I looked around as more mechanics began hollering at me to shut the damn thing down. I pushed, pulled, and twisted everything on the dash. No luck. The White kept running. Fumes in the garage were visible and thickening.

Finally I saw a button to my lower left that said Emergency Shut Down, or something like that. I pulled it and the engine stopped. They had to open a door a bit to vent the place. Meanwhile, I went looking for a driver who could explain the controls to me. I found one in the waiting room. Nice guy. Back at my truck he went over the gauges and controls, including the right way to shut down. Then he pointed to the Emergency Shut Down button and said, “Whatever you do, don’t pull that.”

Uh oh.

The Fruehauf mechanic who agreed to reset it charged me $5 – roughly $35 today. It would have been less, he hinted, had I not just tried to asphyxiate everyone.

No big deal.
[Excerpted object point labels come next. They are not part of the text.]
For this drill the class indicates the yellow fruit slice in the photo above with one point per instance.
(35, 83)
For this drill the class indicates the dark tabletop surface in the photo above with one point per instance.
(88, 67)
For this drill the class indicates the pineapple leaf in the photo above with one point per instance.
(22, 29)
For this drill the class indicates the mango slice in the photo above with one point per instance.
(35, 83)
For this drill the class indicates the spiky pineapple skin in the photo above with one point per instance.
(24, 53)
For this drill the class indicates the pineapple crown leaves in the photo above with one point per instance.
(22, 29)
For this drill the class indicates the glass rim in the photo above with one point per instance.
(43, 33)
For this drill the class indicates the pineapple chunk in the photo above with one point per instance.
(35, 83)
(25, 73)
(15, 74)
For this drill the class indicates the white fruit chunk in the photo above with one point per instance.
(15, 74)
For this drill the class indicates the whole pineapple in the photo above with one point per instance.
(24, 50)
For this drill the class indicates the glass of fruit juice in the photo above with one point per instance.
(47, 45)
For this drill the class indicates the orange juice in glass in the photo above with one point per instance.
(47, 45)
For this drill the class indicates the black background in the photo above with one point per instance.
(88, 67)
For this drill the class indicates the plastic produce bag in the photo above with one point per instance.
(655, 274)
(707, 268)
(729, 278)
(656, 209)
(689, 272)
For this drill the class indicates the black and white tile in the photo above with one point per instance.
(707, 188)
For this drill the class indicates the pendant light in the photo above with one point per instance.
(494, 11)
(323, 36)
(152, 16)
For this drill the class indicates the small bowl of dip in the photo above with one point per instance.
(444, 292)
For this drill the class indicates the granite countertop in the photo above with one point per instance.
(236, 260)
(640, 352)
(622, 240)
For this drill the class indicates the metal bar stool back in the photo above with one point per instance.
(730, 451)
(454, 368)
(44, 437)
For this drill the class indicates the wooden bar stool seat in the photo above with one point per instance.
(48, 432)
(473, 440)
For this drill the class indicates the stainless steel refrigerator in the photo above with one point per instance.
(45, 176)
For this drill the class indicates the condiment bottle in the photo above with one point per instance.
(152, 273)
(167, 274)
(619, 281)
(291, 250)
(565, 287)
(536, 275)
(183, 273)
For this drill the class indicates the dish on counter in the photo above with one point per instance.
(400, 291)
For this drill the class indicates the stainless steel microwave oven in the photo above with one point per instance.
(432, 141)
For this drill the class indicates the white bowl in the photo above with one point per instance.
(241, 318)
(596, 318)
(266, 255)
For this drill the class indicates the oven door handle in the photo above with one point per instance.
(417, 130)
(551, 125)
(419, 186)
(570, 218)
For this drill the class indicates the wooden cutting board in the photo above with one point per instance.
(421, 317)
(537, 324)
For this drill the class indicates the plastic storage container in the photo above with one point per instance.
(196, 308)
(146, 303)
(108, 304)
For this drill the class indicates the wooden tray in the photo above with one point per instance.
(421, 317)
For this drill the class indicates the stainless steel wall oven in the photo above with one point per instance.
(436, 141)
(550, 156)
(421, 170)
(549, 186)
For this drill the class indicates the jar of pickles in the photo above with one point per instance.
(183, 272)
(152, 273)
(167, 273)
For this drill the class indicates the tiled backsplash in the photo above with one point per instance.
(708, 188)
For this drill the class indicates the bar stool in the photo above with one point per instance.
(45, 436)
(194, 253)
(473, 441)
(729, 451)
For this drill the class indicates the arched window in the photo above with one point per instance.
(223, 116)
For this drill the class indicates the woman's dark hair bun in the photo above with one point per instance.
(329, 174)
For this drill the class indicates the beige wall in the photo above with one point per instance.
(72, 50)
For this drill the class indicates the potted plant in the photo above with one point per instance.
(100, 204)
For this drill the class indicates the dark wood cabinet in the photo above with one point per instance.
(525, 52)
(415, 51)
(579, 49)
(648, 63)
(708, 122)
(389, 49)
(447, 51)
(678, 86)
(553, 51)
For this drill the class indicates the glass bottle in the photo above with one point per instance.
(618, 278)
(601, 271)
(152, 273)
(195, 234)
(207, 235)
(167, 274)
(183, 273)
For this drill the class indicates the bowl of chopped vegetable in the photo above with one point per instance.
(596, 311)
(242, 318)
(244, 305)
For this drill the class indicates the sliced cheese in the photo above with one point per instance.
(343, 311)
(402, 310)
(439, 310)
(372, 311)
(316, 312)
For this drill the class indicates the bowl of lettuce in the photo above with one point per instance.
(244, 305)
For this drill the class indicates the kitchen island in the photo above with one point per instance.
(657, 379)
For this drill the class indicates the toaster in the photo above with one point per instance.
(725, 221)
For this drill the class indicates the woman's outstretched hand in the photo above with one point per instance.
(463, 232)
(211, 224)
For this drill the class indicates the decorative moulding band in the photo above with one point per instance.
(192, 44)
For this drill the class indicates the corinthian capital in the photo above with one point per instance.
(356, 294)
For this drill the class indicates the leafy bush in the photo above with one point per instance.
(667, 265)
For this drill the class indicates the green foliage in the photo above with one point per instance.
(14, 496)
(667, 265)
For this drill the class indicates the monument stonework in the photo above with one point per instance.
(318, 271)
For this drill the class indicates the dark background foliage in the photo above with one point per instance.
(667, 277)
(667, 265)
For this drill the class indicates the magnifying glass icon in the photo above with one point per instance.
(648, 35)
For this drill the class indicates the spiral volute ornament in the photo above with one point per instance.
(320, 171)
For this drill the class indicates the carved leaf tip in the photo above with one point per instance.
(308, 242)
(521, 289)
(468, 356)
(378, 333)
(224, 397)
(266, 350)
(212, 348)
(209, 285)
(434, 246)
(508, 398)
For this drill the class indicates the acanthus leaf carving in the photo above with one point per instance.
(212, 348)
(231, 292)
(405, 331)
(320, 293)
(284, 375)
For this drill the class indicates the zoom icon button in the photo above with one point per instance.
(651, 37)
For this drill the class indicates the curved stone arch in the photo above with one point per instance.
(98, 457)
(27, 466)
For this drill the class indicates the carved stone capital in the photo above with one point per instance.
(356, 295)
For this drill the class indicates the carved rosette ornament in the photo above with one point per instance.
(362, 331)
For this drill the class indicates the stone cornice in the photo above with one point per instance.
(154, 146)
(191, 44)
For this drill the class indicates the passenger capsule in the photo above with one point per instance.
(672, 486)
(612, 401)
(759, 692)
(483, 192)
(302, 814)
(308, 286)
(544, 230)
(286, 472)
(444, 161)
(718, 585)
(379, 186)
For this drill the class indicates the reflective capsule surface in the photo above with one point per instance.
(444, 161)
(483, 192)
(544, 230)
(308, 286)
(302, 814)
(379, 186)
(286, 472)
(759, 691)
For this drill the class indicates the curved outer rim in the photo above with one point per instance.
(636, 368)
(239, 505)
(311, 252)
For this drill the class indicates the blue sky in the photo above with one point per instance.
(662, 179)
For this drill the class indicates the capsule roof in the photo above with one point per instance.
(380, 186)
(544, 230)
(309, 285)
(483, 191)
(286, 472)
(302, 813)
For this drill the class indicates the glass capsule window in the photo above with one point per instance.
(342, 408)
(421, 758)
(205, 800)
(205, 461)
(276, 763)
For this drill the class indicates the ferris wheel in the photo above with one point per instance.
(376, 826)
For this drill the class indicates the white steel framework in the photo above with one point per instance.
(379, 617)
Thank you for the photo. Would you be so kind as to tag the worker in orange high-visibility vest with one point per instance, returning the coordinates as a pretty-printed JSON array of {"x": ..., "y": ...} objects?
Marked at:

After all, it was a bright, sunny morning and I was off to my first day driving a real, live tractor-trailer down U.S. 1. Could life get any better?

The first delivery was to a Purolator filter plant in Rahway, N.J. It would be my very first trailer back-in.

The warehouse was built right up to the sidewalk and had an inside truck bay – a single bay with a single door. You had to back the entire truck into the building. I’ve never seen a door look so narrow. As with most inside bays on a bright, sunny day, you can’t see a damn thing inside the building – in your mirrors or even hanging out the door.

After five minutes of trying and failing to simply put the back of the trailer in the vicinity of that narrow door, a warehouseman came out to direct me – then a few warehousemen and then a guy in a suit. He was followed by other suits and a secretary, who wanted to see what the hell was going on out on Randolph. At least she didn’t try to help. The rest of them stood around the truck waving and pointing. It looked like an argument in truck sign language. Meanwhile, I was blocking traffic. Before long, the Rahway police arrived. A cop made me pull away and go around the block to relieve the jam.

I had once worked in a warehouse where road drivers would occasionally ask if someone would please back in the truck for them. I began wishing someone here would offer to do that, but no one did. It took two more trips around the block and more than half an hour to finally get the truck all the way into the building and up to the dock plate. It took no more than five minutes to unload the four or five pallets.

The rest of the day was a snap.

I had done it! I didn’t hit anything. I didn’t run over anything. I didn’t cause any bodily harm.

It was a miracle.

I would make the seniority list at another LTL not long after that. But that day with Friedman’s Express was my hazing, my initiation into the brotherhood of urban, LTL trailer drivers.